Selbst in den seltenen Fällen, in denen der verschämte Hinweis Erwähnung findet, dass ein niedriger Bildungsgrad, mangelhaftes Wissen über die Grundlagen unserer konstitutionellen Demokratie oder das Desinteresse an politischen Entscheidungsprozessen die Wahl rechter Parteien statistisch begünstige, scheut man sich, den folgerichtigen, zweiten Schritt zu gehen: nämlich selbstbewusst darauf hinzuweisen, dass Bildung in unseren westlichen Demokratien nicht ausschließlich eine staatliche Leistung ist, die man dem bräsig im Ohrensessel sitzenden, geneigten Bürger einflößt (gleichsam wie im Schlaraffenland, in dem die gebratenen Hähnchen in die geöffneten Münder der Bewohner fliegen); sondern dass es auf Seiten der Wählerschaft – hört, hört! – so etwas wie eine Holschuld gibt.

Ich schreibe hier etwas auf, wozu die meisten Politiker nicht den Mut haben: ich hinterfrage die intellektuelle Lauterkeit einer vorauseilenden Exkulpation der Wählerschaft.

Würde man bei einem Autounfall auch so vorgehen? Die Beamten betreten die Szenerie, sperren die Unfallstelle ab; doch noch bevor die eigentliche Arbeit beginnt, wird ein rhetorischer Pflock eingeschlagen: »Der Fahrer wird als Schuldiger ausgeschlossen.«
Nein, man würde (hoffentlich) ergebnisoffen ermitteln.

Und so stelle ich die folgenden Thesen auf:

  1. Von jedem Erwachsenen, der das deutsche Bildungssystem durchlaufen hat, kann erwartet werden zu verstehen, dass die Freiheitsrechte in unserem Land ohne den Freiheitswillen der Bürger keinen Bestand haben werden.
  2. Jeder, der für sich in Anspruch nimmt, ein mündiger Bürger zu sein, muss diese Mündigkeit unter Beweis stellen, indem er sich über die Bedeutung der Grundpfeiler unserer freiheitlichen Demokratie informiert; mindestens aber, indem er es unterlässt, entsprechende Informationen, die überall und jederzeit abrufbar sind, absichtsvoll zu ignorieren, oder gar die Quellen, die solche Informationen bereit stellen, verächtlich zu machen oder ganz abschaffen zu wollen.
  3. Die essenzielle Bedeutung von Gewaltenteilung ist nicht schwer zu verstehen. Ebenso ist das Ziel des Staates, der Würde jedes einzelnen Menschen Geltung zu verschaffen, nicht verhandelbar. Menschen, die in einer Demokratie Parteien wählen, welche diese Grundsätze in grober Weise missachten, begehen einen Kardinalfehler. Eine solche bewusst getroffene Entscheidung ist ein unmissverständliches Statement gegen unsere verfassungsmäßige Ordnung und muss auch als solches benannt werden. Sie ist nicht damit zu entschuldigen, dass man sie als reine Protestwahl verbrämt. Was soll das überhaupt sein, eine Protestwahl? Sprechen wir über Kleinkinder in der Trotzphase? Eine Wahl ist eine Wahl ist eine Wahl.

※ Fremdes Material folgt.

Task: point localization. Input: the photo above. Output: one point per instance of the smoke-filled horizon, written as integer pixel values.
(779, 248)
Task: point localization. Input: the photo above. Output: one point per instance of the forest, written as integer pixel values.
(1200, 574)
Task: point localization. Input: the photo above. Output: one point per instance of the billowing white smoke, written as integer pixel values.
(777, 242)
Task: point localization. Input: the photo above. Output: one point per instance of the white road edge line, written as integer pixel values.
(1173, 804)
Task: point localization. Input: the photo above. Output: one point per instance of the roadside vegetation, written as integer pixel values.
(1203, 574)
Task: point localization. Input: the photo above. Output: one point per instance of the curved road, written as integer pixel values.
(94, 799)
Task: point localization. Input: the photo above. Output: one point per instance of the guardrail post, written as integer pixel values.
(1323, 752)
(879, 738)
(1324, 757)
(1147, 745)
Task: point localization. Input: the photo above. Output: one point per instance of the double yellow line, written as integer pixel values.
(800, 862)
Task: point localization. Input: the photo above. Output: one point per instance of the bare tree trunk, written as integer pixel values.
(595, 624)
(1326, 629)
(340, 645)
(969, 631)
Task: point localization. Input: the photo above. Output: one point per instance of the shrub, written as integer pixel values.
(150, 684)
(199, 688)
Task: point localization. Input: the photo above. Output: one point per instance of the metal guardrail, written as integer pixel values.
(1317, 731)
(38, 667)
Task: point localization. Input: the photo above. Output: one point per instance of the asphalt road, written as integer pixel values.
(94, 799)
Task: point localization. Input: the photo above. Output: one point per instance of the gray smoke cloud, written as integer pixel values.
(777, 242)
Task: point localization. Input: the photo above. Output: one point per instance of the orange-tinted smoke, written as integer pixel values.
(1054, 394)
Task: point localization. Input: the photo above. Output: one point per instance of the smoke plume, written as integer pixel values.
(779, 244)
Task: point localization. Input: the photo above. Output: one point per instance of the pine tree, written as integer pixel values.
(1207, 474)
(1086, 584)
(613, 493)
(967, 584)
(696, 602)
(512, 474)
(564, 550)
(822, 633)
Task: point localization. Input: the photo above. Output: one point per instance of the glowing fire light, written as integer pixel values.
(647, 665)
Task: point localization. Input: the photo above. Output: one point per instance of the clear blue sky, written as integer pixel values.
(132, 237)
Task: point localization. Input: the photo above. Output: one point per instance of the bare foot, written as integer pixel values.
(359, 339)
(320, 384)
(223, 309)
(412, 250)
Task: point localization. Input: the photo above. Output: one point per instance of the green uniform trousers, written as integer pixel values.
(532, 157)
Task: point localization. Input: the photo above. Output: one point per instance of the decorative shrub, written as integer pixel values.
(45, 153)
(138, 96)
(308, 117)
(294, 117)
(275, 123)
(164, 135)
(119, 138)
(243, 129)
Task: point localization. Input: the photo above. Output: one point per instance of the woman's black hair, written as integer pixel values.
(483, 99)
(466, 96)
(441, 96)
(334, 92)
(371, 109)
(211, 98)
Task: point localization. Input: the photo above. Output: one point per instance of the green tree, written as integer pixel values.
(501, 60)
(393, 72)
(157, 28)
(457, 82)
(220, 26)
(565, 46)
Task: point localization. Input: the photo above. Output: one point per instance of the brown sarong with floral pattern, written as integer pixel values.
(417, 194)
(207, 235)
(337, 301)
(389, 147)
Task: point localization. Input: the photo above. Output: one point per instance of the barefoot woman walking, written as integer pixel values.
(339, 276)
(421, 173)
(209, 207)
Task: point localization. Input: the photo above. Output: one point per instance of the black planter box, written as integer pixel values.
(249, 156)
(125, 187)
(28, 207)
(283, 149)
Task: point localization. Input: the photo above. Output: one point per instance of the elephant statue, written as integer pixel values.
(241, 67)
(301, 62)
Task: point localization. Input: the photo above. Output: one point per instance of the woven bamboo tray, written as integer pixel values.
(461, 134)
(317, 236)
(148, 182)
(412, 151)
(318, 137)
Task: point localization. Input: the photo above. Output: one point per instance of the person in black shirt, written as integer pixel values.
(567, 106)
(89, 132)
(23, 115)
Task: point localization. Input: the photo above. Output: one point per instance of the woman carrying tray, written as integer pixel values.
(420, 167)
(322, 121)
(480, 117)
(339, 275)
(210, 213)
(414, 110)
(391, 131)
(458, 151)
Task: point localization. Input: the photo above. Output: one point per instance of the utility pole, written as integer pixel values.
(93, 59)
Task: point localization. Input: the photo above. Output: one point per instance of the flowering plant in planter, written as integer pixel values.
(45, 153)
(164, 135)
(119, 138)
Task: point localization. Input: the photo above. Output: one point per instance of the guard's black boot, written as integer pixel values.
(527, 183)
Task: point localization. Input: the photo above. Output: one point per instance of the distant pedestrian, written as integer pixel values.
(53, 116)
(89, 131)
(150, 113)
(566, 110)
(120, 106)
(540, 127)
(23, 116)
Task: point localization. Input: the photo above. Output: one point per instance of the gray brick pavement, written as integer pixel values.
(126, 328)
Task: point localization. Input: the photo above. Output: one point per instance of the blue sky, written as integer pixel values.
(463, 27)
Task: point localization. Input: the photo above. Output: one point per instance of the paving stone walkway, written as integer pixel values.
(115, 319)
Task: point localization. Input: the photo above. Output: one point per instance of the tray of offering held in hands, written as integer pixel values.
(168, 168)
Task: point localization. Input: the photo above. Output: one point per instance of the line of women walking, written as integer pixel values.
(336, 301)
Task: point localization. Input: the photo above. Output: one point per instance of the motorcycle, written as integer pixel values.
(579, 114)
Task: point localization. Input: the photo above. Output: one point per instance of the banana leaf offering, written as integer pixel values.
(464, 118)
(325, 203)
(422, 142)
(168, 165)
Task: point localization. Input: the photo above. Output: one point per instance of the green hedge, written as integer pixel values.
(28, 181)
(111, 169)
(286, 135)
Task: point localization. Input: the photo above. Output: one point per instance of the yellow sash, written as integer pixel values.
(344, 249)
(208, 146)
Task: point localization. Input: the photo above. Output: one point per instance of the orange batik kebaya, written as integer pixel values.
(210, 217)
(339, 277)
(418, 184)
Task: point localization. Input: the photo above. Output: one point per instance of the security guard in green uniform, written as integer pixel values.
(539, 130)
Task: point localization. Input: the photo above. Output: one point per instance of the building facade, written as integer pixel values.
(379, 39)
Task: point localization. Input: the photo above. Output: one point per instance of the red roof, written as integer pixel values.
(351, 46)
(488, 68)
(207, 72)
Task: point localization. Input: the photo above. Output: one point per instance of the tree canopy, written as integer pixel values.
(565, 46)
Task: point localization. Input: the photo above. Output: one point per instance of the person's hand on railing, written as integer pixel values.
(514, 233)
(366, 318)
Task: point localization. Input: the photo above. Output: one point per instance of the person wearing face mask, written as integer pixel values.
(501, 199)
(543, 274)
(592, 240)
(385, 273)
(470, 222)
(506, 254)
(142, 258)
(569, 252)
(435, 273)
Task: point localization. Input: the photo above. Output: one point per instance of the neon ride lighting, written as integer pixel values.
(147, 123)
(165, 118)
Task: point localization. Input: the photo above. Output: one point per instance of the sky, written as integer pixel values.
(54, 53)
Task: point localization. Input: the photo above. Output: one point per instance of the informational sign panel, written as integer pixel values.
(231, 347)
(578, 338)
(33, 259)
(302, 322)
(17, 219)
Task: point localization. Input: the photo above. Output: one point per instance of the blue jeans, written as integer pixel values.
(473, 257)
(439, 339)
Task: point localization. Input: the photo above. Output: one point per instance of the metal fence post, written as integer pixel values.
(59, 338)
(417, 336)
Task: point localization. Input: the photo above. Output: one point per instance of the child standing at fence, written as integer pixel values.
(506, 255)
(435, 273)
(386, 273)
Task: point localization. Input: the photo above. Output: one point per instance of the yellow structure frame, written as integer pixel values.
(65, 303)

Die drei genannten Punkte nehmen die Menschen und ihre Entscheidungen Ernst. Sie führen uns denklogisch hin zum Befund, dass jedes (demokratische) Land die Regierung hat, die es verdient. Ein harter Satz, sicherlich. Für manche vielleicht zu kategorisch, zu unversöhnlich. Und doch in letzter Konsequenz eine Wahrheit, die einmal ausgesprochen werden muss.
Der schlimmste Autokrat aller Zeiten, der reichste Mensch der Welt, der größte Zyniker des Planeten – sie können, jeder für sich oder alle gemeinsam, keinerlei Macht über uns erlangen, wenn wir – die Wähler – ihr böses Spiel durchschauen und ihnen die Gefolgschaft verweigern.

Die Zwangsläufigkeit in Richtung eines autokratischen Systems ist eine Chimäre. Der unheimliche Sog aus meinem Traum ist in Wahrheit nur ein laues Lüftchen. Zwischen Freiheit und Unterdrückung steht der mündige Bürger. Schließt er einen Pakt zwischen Herz und Verstand, dann laufen Hass und Hetze, Fake News und Tatsachenverdrehungen ins Leere.